Another radical surfer turned wave ski surfer, Fletcher Burton from California, could also be credited as being a pioneer in the advent of modern stand up surfing. Paddling onto waves back in the early 1990s, with his kayak paddle seated on the wave ski, he would jump to his feet once on the wave, and surf the wave the way advanced stand up surfers do today. However, the negative stigma attached to seated surfers (Goat Boater) meant that no surfer was likely to take note of his style and ability to ride different kinds of waves once up and going. Had he been taken seriously, stand up surfing might well be 10 years ahead of where it is now.
In spite of the presence of innovative surfers and paddlers elsewhere, the modern version of stand up remained a Hawaiian thing until Vietnam veteran, Rick Thomas, brought one back to California in 2004. It caught on instantly. You could argue that from his influence SUP has spread all over the world. Bob Long from Mission Surf has suggested that there are 6 degrees of separation between anyone in California who has learned to stand up paddle and Rick Thomas.
Stand up paddling was a much-needed breath of fresh air into an industry that was stuck in its glory days of the 1960s. Stolid, stale, and elitist, surfing had become a highly commercialized multi-million dollar machine where everyone from Kansas to California was wearing surf clothing, speaking surf talk, but not welcome into the surf line-up. “Locals” shun anyone not born within a 5-mile radius of a given break, and beginners (being as beginners are in any sport) were branded “kooks” and equally driven out from the beaches.
In contrast, stand up surfing offered instant appeal and accessibility to all kinds of surfers. It allowed them to paddle to far away and little known breaks that were uncrowded, and it increased the number of waves a surfer could have in a session and the range of conditions that could be surfed. In fact, very quickly stand up paddlers realized that the “surf” could be taken out of it, and recreational and racing SUP were discovered as sports unto themselves. All across the USA, and now in Europe and Australia, landlocked people have started using stand up boards as a replacement option to the canoe or kayak.

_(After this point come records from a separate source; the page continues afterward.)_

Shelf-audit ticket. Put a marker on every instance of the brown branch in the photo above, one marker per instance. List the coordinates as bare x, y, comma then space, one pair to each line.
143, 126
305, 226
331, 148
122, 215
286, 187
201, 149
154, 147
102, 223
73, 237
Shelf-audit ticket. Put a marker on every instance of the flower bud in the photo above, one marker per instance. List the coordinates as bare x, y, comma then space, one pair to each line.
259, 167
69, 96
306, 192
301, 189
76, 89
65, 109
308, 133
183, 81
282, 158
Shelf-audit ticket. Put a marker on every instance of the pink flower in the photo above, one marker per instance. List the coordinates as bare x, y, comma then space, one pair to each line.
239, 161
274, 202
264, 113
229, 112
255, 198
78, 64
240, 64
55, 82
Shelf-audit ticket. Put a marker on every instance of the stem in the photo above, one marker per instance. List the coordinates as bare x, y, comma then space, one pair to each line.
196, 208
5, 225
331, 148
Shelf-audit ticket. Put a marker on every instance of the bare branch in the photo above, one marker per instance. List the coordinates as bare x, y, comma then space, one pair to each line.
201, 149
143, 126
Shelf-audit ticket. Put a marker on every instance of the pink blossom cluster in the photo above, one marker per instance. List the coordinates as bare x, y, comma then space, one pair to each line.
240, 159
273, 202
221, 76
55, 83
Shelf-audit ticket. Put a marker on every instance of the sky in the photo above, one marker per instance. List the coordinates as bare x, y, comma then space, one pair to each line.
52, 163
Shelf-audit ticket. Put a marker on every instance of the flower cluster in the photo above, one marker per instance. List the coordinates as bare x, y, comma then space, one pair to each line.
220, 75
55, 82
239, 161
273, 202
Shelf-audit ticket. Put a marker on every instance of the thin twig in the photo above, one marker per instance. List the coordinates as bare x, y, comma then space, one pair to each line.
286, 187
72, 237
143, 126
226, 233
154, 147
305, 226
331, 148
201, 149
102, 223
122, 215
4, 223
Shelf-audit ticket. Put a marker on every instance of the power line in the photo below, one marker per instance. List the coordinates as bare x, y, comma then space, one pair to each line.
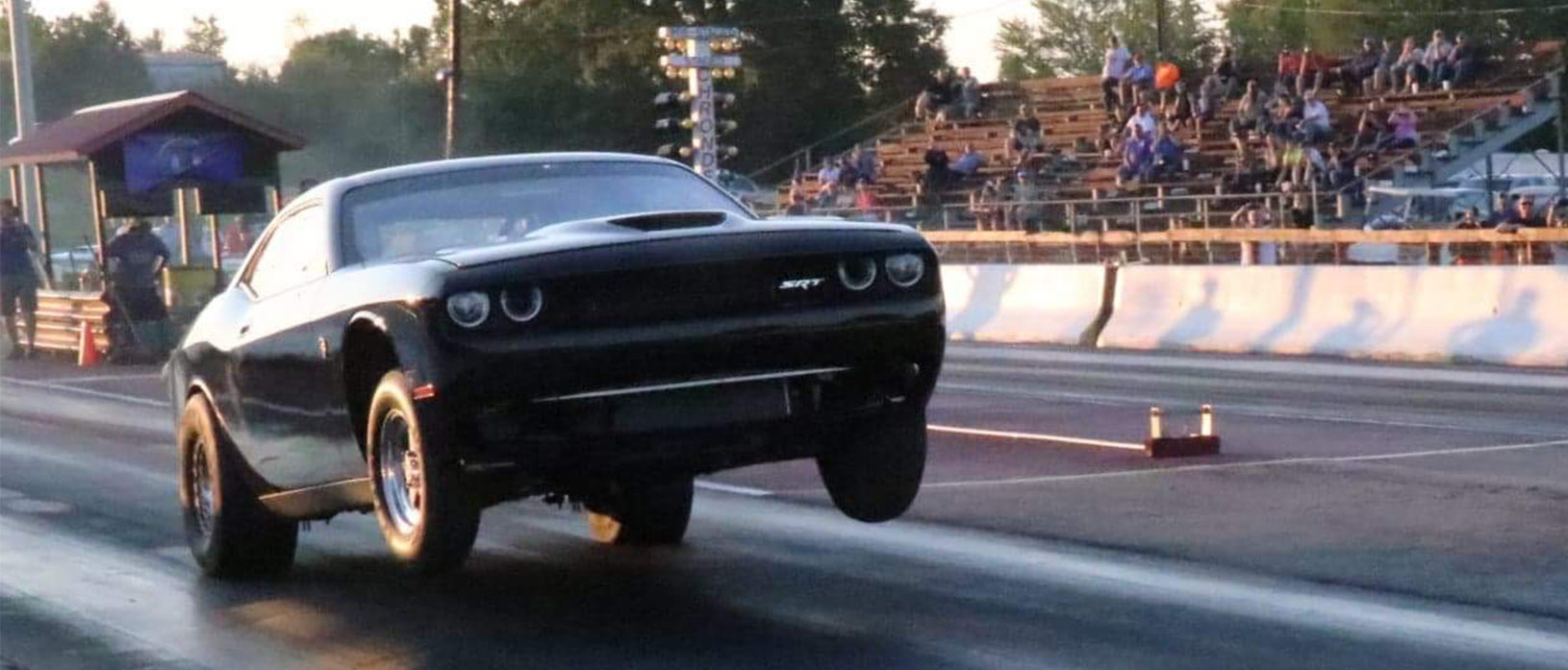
1401, 12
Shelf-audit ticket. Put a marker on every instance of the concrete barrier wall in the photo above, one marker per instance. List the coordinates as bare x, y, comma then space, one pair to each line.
1023, 303
1504, 315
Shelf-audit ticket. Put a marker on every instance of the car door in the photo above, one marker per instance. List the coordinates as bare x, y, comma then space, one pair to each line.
281, 370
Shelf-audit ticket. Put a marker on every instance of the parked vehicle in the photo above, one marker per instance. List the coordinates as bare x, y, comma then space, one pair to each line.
597, 329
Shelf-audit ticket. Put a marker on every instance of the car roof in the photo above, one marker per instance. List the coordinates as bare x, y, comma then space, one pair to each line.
336, 186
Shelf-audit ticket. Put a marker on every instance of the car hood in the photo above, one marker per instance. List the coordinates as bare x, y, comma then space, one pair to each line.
657, 226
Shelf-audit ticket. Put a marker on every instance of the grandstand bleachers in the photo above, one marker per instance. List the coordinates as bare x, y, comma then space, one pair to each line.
1073, 117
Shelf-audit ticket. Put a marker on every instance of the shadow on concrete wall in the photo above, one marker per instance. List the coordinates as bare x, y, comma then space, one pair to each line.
1501, 336
987, 286
1199, 323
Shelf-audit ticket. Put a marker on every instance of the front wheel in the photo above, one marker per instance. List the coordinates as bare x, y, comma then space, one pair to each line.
644, 513
875, 470
229, 533
427, 517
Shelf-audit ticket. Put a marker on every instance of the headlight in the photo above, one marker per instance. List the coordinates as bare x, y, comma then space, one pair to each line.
468, 309
905, 269
858, 274
522, 304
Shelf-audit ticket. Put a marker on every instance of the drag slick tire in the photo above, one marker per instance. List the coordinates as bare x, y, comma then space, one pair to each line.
229, 533
875, 470
427, 518
648, 513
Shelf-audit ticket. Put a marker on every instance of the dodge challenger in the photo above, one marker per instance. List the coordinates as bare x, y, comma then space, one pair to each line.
590, 329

Providing a great core workout, as well as increased visibility both above and into the water, stand up paddling as a recreational craft has now etched its place into surfing lore, and by 2009 it was the single fastest growing part of paddlesports in North America. As a true indication that stand up paddling has “arrived”, in 2008 the US Coast Guard classified SUP boards as vessels like canoes and kayaks; as a result SUP riders are obliged to wear a personal flotation device when paddling in certain areas outside of the surf zone. Drawing on roots that are thousands of years old, stand up seems here to stay in the world of modern paddlesports.